Eu era guria em Cândido Godói nos anos 80, quando lia nos jornais sobre os agitos no Encouraçado Butikin. Não há precisão nessa memória, podia ser na coluna social, na agenda de eventos, em alguma matéria mais longa, mas o fato é que aquele nome nas notícias mexia com o meu imaginário interiorano. Lá de longe, onde as festas aconteciam em clubes, embaladas por conjuntos de baile, o glamour daquela casa noturna da capital alimentava minha curiosidade. Quem seriam os frequentadores? Qual o figurino para usar num local desses? Quem é o próximo artista famoso a se apresentar?
Tinha também uma desorientação geográfica. Sem GPS, Google Maps e outros recursos de localização que temos hoje, queria saber onde ficava o tal endereço, avenida Independência, 936, que reunia essa gente toda nas noites de Porto Alegre. Independência pra mim seria crescer rápido e poder fazer coisas como conhecer aquele lugar. Tudo parecia bem difícil de realizar vivendo a 560 quilômetros de distância, e para quem a chance de morar na capital seria passar no vestibular. Levaria tempo ainda para satisfazer tantas curiosidades.

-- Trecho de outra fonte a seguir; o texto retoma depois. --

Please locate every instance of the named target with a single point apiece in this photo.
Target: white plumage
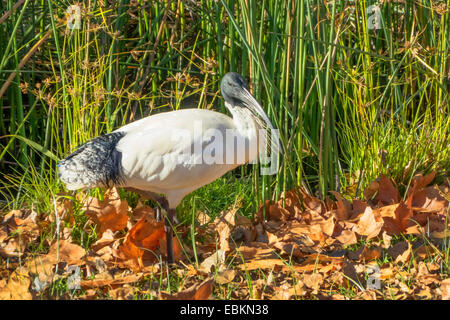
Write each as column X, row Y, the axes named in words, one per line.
column 172, row 153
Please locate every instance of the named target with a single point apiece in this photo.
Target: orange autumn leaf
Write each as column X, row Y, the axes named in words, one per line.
column 369, row 224
column 200, row 291
column 111, row 213
column 144, row 236
column 400, row 252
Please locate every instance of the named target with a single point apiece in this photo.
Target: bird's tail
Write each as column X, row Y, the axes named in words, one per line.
column 96, row 163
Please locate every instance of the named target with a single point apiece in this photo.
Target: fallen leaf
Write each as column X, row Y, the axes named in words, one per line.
column 368, row 225
column 111, row 213
column 387, row 193
column 143, row 238
column 200, row 291
column 217, row 259
column 17, row 286
column 313, row 281
column 97, row 283
column 400, row 252
column 225, row 276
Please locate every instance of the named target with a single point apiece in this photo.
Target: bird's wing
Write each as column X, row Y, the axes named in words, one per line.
column 161, row 152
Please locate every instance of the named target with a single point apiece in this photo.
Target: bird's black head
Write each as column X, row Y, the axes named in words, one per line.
column 232, row 87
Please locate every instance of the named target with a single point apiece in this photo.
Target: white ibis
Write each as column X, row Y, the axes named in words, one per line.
column 168, row 155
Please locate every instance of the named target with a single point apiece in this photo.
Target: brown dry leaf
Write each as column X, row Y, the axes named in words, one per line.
column 349, row 270
column 257, row 251
column 369, row 224
column 19, row 228
column 200, row 291
column 261, row 264
column 369, row 295
column 177, row 247
column 217, row 259
column 313, row 281
column 203, row 218
column 111, row 213
column 226, row 276
column 365, row 254
column 287, row 291
column 67, row 252
column 139, row 212
column 430, row 200
column 108, row 281
column 278, row 213
column 400, row 252
column 399, row 222
column 347, row 237
column 106, row 240
column 16, row 287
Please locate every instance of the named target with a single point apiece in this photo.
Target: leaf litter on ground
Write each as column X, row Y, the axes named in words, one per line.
column 308, row 247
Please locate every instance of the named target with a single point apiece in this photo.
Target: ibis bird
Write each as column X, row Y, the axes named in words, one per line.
column 168, row 155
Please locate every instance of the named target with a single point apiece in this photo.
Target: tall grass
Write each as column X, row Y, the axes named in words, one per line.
column 351, row 102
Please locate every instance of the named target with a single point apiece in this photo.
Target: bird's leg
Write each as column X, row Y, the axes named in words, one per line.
column 152, row 196
column 170, row 219
column 169, row 234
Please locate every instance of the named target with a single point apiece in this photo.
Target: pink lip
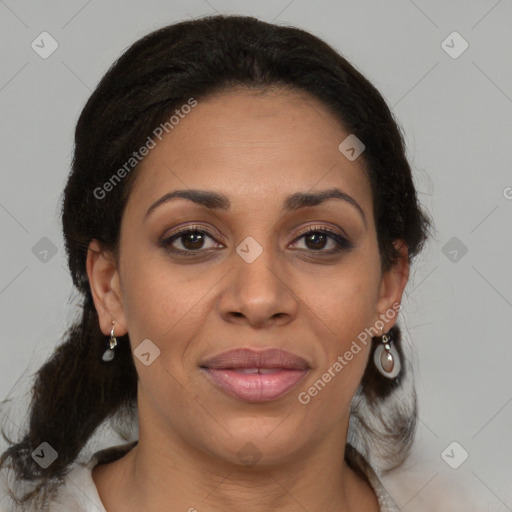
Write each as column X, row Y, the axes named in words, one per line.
column 226, row 372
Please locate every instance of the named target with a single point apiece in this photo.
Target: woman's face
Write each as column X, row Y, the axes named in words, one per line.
column 249, row 277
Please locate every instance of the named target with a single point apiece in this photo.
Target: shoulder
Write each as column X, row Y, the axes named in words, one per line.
column 76, row 492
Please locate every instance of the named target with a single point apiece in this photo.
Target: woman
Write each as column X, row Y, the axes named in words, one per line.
column 240, row 219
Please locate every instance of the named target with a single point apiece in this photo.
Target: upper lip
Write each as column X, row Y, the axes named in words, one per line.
column 248, row 358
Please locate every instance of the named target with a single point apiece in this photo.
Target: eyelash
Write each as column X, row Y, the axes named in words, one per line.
column 342, row 244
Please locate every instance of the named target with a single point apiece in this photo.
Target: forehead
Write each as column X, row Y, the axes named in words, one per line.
column 253, row 146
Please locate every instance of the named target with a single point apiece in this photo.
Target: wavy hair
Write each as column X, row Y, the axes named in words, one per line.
column 74, row 391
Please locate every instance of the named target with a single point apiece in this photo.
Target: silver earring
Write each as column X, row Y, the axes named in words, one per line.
column 108, row 355
column 386, row 358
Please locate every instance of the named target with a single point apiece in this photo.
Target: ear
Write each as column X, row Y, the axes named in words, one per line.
column 105, row 288
column 392, row 286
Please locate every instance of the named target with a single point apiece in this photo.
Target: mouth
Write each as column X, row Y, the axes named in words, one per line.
column 255, row 376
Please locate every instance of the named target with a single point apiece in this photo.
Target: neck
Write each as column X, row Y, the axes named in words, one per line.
column 158, row 475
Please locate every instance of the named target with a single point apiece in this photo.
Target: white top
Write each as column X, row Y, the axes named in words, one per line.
column 78, row 493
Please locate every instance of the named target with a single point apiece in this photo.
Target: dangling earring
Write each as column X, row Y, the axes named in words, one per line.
column 108, row 355
column 386, row 358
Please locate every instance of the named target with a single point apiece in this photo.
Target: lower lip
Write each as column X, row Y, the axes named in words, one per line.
column 255, row 387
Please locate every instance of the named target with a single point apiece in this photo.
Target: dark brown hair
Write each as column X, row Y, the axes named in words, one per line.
column 75, row 391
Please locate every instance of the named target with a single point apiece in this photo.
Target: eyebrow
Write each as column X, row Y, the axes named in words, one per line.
column 217, row 201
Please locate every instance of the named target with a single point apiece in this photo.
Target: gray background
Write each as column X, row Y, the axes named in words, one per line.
column 457, row 117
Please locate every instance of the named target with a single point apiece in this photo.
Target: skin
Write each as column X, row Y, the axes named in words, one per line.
column 256, row 148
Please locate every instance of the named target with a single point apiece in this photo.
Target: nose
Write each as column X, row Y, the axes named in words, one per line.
column 258, row 293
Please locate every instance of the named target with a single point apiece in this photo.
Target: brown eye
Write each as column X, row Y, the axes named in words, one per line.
column 316, row 240
column 191, row 240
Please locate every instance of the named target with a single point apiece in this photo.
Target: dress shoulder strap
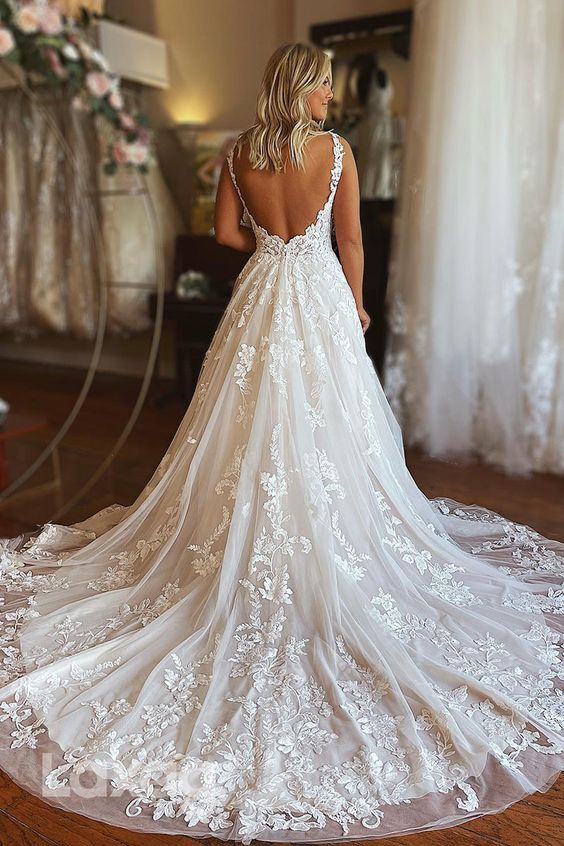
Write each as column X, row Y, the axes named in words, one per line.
column 229, row 158
column 337, row 169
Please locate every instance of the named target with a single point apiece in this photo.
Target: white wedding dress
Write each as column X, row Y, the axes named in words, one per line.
column 282, row 638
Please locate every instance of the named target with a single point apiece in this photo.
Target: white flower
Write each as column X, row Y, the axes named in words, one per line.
column 50, row 20
column 69, row 51
column 100, row 60
column 98, row 84
column 7, row 42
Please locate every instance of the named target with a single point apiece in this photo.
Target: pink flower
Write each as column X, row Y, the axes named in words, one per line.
column 28, row 18
column 98, row 84
column 116, row 100
column 119, row 152
column 7, row 42
column 50, row 20
column 55, row 63
column 127, row 121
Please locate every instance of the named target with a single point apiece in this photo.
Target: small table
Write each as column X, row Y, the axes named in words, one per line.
column 17, row 426
column 195, row 322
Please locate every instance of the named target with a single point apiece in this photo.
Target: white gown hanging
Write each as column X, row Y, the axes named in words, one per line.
column 282, row 638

Adolescentes crescem, sonhos vão se dissipando, a vida, enfim, toma seu rumo. O Butikin de 1965, sabemos, deixou de existir, o casarão abrigou outros negócios, ficou fechado e, neste outubro de 2024, voltou a ser o Encouraçado Butikin. Já são 30 anos que a guria lá do início mora em Porto Alegre e foi num chuvoso início de noite que conheci o lugar das minhas divagações juvenis. Circulei curiosa pelas dependências históricas, de olho nos detalhes. As paredes descascadas com tijolos à mostra que marcaram seus gloriosos anos estão de volta, acompanhadas por vitrais, luzes de todo tipo, grades de ferro e cordas grossas remetendo ao filme russo que inspirou o nome da casa noturna, Encouraçado Potemkin, de 1925.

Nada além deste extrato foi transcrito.